I was out walking the other day, thinking about my lack of expertise. Wondering what the thing I would talk about would be if I had to spontaneously give a talk. And thinking it might be horses, because I niched down enough there to be uncommon in my knowledge, even though it’s remained dusty on the shelf for some time now.

I thought I might talk about what I’d learned from being around horses, and maybe some insights into what kind of creatures horses truly are. And I felt some remorse that they hadn’t really been part of my life for the past seven years.

And then I walked through a gate and there were free-roaming Exmoor ponies in the field.

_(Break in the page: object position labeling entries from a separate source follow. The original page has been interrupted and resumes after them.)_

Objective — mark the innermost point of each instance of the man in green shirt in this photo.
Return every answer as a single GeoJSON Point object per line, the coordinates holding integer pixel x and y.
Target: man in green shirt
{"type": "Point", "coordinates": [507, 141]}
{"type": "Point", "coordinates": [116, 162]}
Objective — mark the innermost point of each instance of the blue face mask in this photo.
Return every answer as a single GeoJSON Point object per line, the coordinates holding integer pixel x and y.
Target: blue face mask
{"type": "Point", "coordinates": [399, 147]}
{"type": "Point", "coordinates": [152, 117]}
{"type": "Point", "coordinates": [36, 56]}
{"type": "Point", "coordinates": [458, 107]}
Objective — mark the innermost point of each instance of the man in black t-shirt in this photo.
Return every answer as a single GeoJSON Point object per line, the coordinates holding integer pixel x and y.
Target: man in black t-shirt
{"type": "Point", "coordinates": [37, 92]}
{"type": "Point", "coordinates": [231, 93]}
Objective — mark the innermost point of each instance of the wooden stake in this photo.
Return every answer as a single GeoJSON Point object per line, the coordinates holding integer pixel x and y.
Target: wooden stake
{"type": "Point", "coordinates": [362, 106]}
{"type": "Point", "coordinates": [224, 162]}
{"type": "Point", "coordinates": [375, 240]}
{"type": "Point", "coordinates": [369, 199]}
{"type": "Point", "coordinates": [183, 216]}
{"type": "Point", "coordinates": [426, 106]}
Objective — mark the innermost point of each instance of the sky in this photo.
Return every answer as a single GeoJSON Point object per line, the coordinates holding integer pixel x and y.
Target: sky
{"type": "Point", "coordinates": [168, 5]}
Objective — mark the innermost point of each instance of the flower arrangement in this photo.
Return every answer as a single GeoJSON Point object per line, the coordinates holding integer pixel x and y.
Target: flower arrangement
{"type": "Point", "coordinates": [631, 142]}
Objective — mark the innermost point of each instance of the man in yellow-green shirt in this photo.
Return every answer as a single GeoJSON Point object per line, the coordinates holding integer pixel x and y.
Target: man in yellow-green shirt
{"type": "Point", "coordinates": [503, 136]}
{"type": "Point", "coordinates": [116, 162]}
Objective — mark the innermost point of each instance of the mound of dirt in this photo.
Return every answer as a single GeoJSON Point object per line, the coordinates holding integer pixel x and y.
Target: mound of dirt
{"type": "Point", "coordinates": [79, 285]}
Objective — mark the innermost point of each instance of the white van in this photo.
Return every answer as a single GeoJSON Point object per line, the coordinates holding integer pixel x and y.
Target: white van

So I laughed and sat down near them. Other walkers stood around them, nervously inching closer to get a good photo. The wind blew relentlessly. The clouds darkened. The ponies dozed. Dogs and photographers came and went. I waited for them all to leave.

My intention was to make friends with the ponies. They weren’t skittish, but they eyed anyone who began to encroach. I could be in for a rebuke. I would feel rather silly if I went over to say hi and they all just wandered off, no patience for my bullshit. Not today, thanks. And I figured that was fairly likely; I really had nothing to offer from their point of view (they didn’t know I give top-tier scratches).

When the field cleared, I headed over and, as I did so, one of them flopped onto the ground to relax. It was a good sign that I hadn’t put them on high alert, but he did look a little embarrassed when we made eye contact. I felt a bit embarrassed too, like I’d just burst into his living room as he was settling down for an afternoon nap.

I altered course in the hope I wouldn’t force him up again, and he remained in his reclined position, watching me politely, in the stiff way I might if someone walked into my living room unannounced but insisted I didn’t need to get up. Who am I kidding, I’d already be standing.

I approached a mare at the front of the herd, introduced myself, held out my hand, gave her a gentle scratch on the muzzle and a stroke on the cheek.

That was all I had time for before more dogs galloped over the brow of the hill, so I nodded to the surly-faced but tolerant lookout and was on my way.

It was a tentative act. I didn’t go as far as I could have with it. Didn’t push my luck. Didn’t do it publicly. It’s not much of a story, really.

I could tell a better story, about working with wild-caught Mustangs in New Mexico, or going for country walks with my Welsh Cob without any need for a leadrope. But that was another life now, and in some sense I don’t feel I deserve to regale you with such tales. I abandoned that thread, not entirely voluntarily, but unless I find a way to pick it up again, I don’t quite feel right trying to capitalise on it.

So I guess I need to come up with another imaginary talk to give at my hypothetical presentation.